Fuente: Biblical and Theological Dictionary
Harvest
Jer 8:20 (b) This is a description of the end time when the Lord will judge the earth and gather into Heaven believers who are profitable to Him (the grain), but will shut out of Heaven the weeds and the tares which have no value to Him. We see this on the farm constantly. That which is useful to the farmer he gathers into his barns. The vines and the stubble remain in the field to rot.
Jer 51:33 (a) This is a picture of the judgment of this great city when GOD would cut her down and destroy her because of her iniquity.
Mat 9:37 (a) This is a type of the great number of people who are interested in their souls’ welfare, are hungry for deliverance, and are waiting for someone to lead them to CHRIST JESUS, the Saviour.

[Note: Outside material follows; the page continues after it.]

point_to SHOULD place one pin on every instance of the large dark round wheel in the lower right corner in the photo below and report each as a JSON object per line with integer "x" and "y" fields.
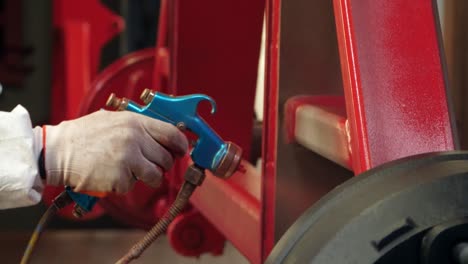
{"x": 408, "y": 211}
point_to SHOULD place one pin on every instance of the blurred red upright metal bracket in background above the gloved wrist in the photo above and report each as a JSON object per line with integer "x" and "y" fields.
{"x": 81, "y": 29}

Mat 13:39 (a) By this figure the Lord is telling us of the judgment at the end of this age when the Lord will separate His people from the ungodly, will reward the Christian, but will punish the sinner.
Rev 14:15 (a) This is a picture of the Great Tribulation when the end comes and GOD comes forth in mighty judgment and terrible wrath to punish the wicked and the rebellious people of earth.